John Berger was one of the most influential thinkers and writers of postwar Europe. As a novelist, he won the Booker prize in 1972, donating half his prize money to the Black Panthers. As a TV presenter, he changed the way we looked at art with Ways of Seeing. As a storyteller and political activist, he defended the rights and dignity of workers, migrants, and the oppressed around the world. “Far from dragging politics into art,” he wrote in 1953, “art has dragged me into politics.” He remained a revolutionary up to his death in January 2017. Drawing on first-hand, unpublished interviews and archival sources only recently made available, Joshua Sperling digs beneath the moments of controversy to reveal a figure of remarkable complexity and resilience. The portrait that emerges is of a cultural innovator as celebrated as he was often misunderstood, and a writer increasingly driven as much by what he loved as by what he opposed. A Writer of Our Time brings the many faces of John Berger together, repatriating one of our great minds to the intellectual dramas of his and our time.
Joshua Sperling was born in New York City and grew up in California. His writing has appeared in the Brooklyn Rail, Guernica, Film Quarterly, Jump Cut and Bullett Magazine, among other publications.
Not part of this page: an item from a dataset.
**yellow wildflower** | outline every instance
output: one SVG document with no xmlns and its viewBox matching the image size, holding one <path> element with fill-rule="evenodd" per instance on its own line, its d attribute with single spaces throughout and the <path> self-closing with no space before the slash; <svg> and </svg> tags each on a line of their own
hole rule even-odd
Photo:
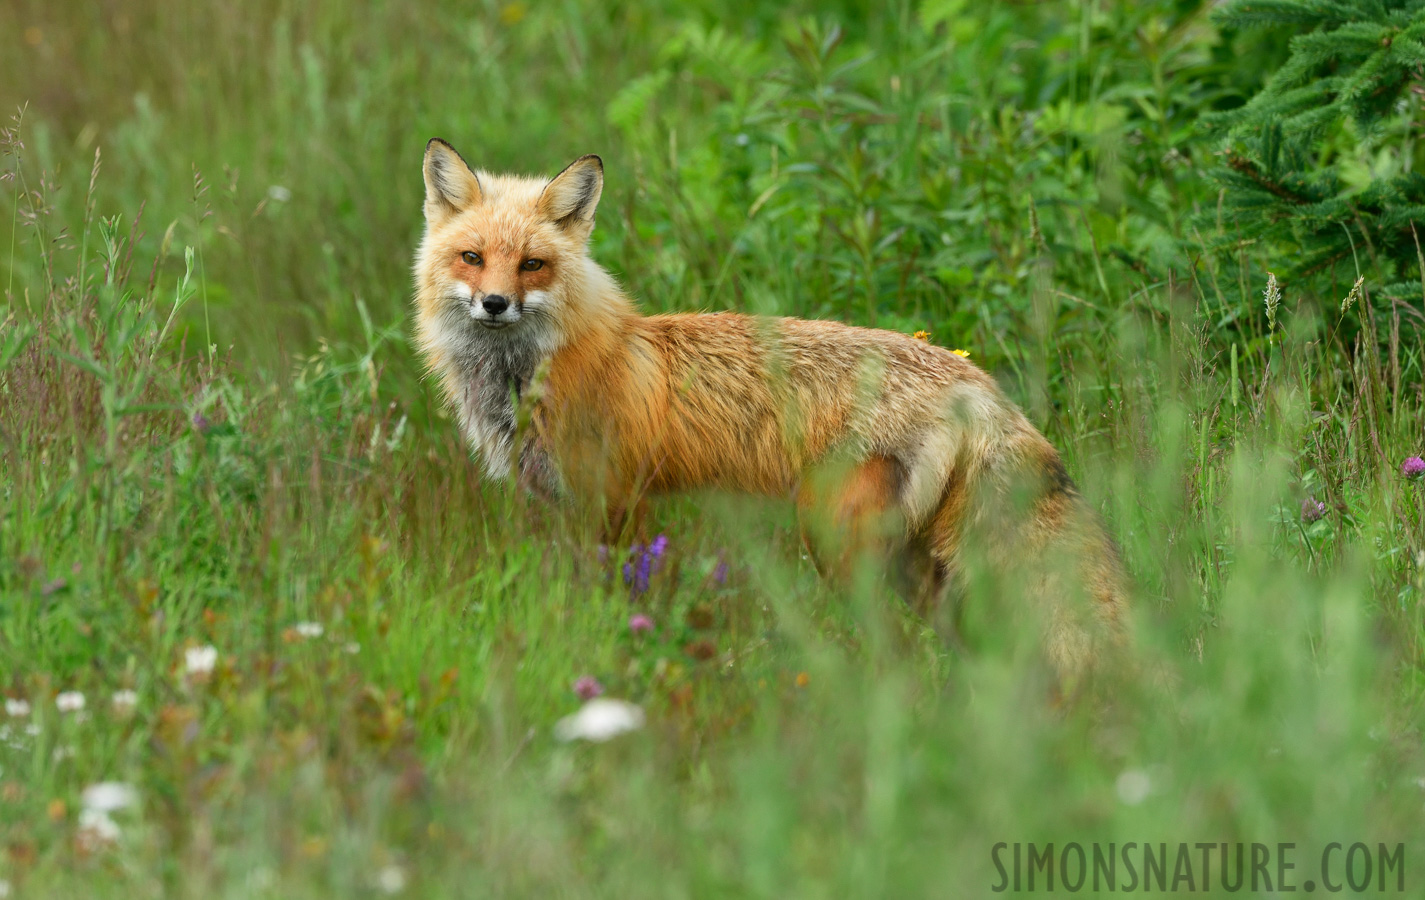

He received a PhD in Comparative Literature, Film and Media from Yale University and currently teaches at Oberlin College.
Susie Linfield teaches at New York University. Her book The Cruel Radiance: Photography and Political Violence (University of Chicago Press, 2010) was a finalist for the National Book Critics Circle Award in Criticism. Her writing has appeared in The New York Times, The Nation, Guernica, Boston Review, and many other outlets. Her latest book, The Lions' Den: Zionism and and the Left from Hannah Arendt to Noam Chomsky, will be published by Yale University Press in March 2019.
Siddhartha Deb is the author of The Beautiful and the Damned: A Portrait of the New India, a narrative nonfiction book that was a finalist for the Orwell Prize in the UK, winner of the PEN Open award in the United States, and published without its first chapter in India because of a court order. A columnist for the “Bookends” section of The New York Times Book Review and a contributing editor the The New Republic, Deb’s journalism, essays, and reviews have appeared in The Guardian, The Daily Telegraph, The Nation, Dissent, n+1, The Times Literary Supplement, and The Baffler.